A total of 12155 non-T2DM participants ≥18 years old were enrolled during 2007-2008 and followed up during 2013-2014. ΔRHR was calculated by subtracting the baseline RHR from the RHR value at 6-year follow-up. Age-, sex-, and RHR-specific relative risks (RRs) and 95% confidence intervals (CIs) for the effect of ΔRHR on incident T2DM were calculated by using modified Poisson regression models. As compared with ΔRHR of 0 beats/min, the adjusted risk of T2DM was significantly increased with RHR increment and reduced with RHR reduction. ΔRHR was positively associated with future risk of T2DM [RR per unit increase: 1.03 (1.03-1.04)]. As compared with stable change in RHR group (-5<ΔRHR<5 beats/min), for ΔRHR ≤ -10 beats/min, -10<ΔRHR ≤ -5 beats/min, 5≤ΔRHR<10 beats/min, and ΔRHR ≥10 beats/min groups, the pooled adjusted RR (95% CI) of T2DM was 0.69 (0.55-0.86), 0.90 (0.73-1.11), 1.31 (1.07-1.61), and 1.90 (1.59-2.26), respectively. This significant association still existed on subgroup analyses based on age, sex, and baseline RHR and sensitivity analyses.

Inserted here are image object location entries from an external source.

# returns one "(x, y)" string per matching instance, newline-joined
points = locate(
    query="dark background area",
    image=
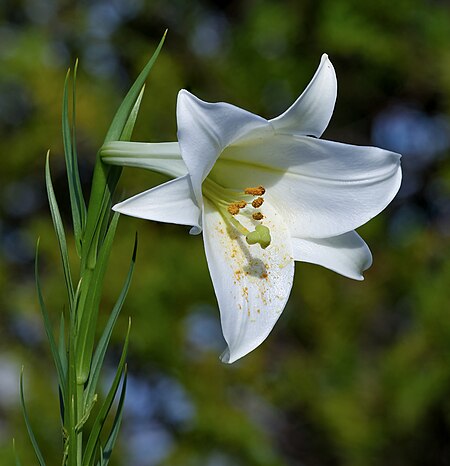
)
(355, 373)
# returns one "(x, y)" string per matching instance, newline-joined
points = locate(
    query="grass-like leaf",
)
(59, 229)
(36, 448)
(109, 445)
(119, 122)
(86, 331)
(49, 331)
(94, 437)
(16, 456)
(100, 351)
(77, 203)
(106, 176)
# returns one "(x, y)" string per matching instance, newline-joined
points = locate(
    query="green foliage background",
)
(355, 373)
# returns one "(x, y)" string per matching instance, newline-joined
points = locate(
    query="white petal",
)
(161, 157)
(321, 188)
(205, 129)
(252, 284)
(171, 202)
(311, 112)
(346, 254)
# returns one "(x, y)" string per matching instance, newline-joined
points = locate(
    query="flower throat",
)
(230, 203)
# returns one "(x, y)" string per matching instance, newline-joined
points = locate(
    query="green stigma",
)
(261, 235)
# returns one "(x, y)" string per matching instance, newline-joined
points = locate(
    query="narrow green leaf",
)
(106, 176)
(88, 321)
(48, 329)
(129, 125)
(16, 456)
(94, 437)
(59, 229)
(77, 203)
(62, 351)
(37, 451)
(110, 443)
(119, 122)
(100, 351)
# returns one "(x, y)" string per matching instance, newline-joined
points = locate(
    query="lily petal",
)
(311, 112)
(161, 157)
(171, 202)
(252, 284)
(346, 254)
(205, 129)
(321, 188)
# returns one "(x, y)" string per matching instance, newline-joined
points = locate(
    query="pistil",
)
(229, 205)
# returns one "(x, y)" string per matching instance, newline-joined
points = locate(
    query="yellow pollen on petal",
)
(258, 202)
(258, 191)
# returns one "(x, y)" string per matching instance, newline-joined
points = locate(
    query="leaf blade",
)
(36, 448)
(102, 345)
(48, 328)
(97, 427)
(59, 229)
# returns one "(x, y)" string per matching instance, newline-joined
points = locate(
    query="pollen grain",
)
(258, 191)
(258, 202)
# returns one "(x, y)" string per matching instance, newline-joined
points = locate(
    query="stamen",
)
(258, 191)
(234, 207)
(258, 202)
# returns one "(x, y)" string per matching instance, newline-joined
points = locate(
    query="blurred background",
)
(354, 373)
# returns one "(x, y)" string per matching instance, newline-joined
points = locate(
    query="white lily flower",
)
(265, 193)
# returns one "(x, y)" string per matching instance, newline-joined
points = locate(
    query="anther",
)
(258, 202)
(233, 209)
(258, 191)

Dynamic RHR change was significantly associated with incident T2DM. Our study suggests that RHR may be a non-invasive clinical indicator for interventions aiming to reduce incident T2DM in the general population.
静息心率(RHR)升高与 2 型糖尿病(T2DM)风险相关。然而,RHR 的变化(ΔRHR)与 T2DM 事件之间的关联尚未完全阐明。本研究旨在评估 6 年ΔRHR 与 T2DM 之间的剂量-反应关系。
共纳入 12155 名年龄≥18 岁、无 T2DM 的参与者,于 2007-2008 年入组,于 2013-2014 年进行随访。ΔRHR 通过从 6 年随访时的 RHR 值中减去基线 RHR 计算得出。采用校正泊松回归模型,计算不同ΔRHR 与 T2DM 事件的年龄、性别和 RHR 特异的相对风险(RR)和 95%置信区间(CI)。与ΔRHR 为 0 相比,RHR 增加与 T2DM 风险增加相关,RHR 降低与 T2DM 风险降低相关。ΔRHR 与 T2DM 的发生风险呈正相关[每单位增加的 RR:1.03(1.03-1.04)]。与 RHR 稳定变化组(-5<ΔRHR<5 次/分)相比,ΔRHR≤-10 次/分、-10<ΔRHR≤-5 次/分、5<ΔRHR<10 次/分和ΔRHR≥10 次/分组的 T2DM 合并校正 RR(95%CI)分别为 0.69(0.55-0.86)、0.90(0.73-1.11)、1.31(1.07-1.61)和 1.90(1.59-2.26)。基于年龄、性别和基线 RHR 的亚组分析以及敏感性分析均显示出这种显著关联。
动态 RHR 变化与 T2DM 事件显著相关。本研究表明,RHR 可能是普通人群中降低 T2DM 事件发生风险的非侵入性临床指标。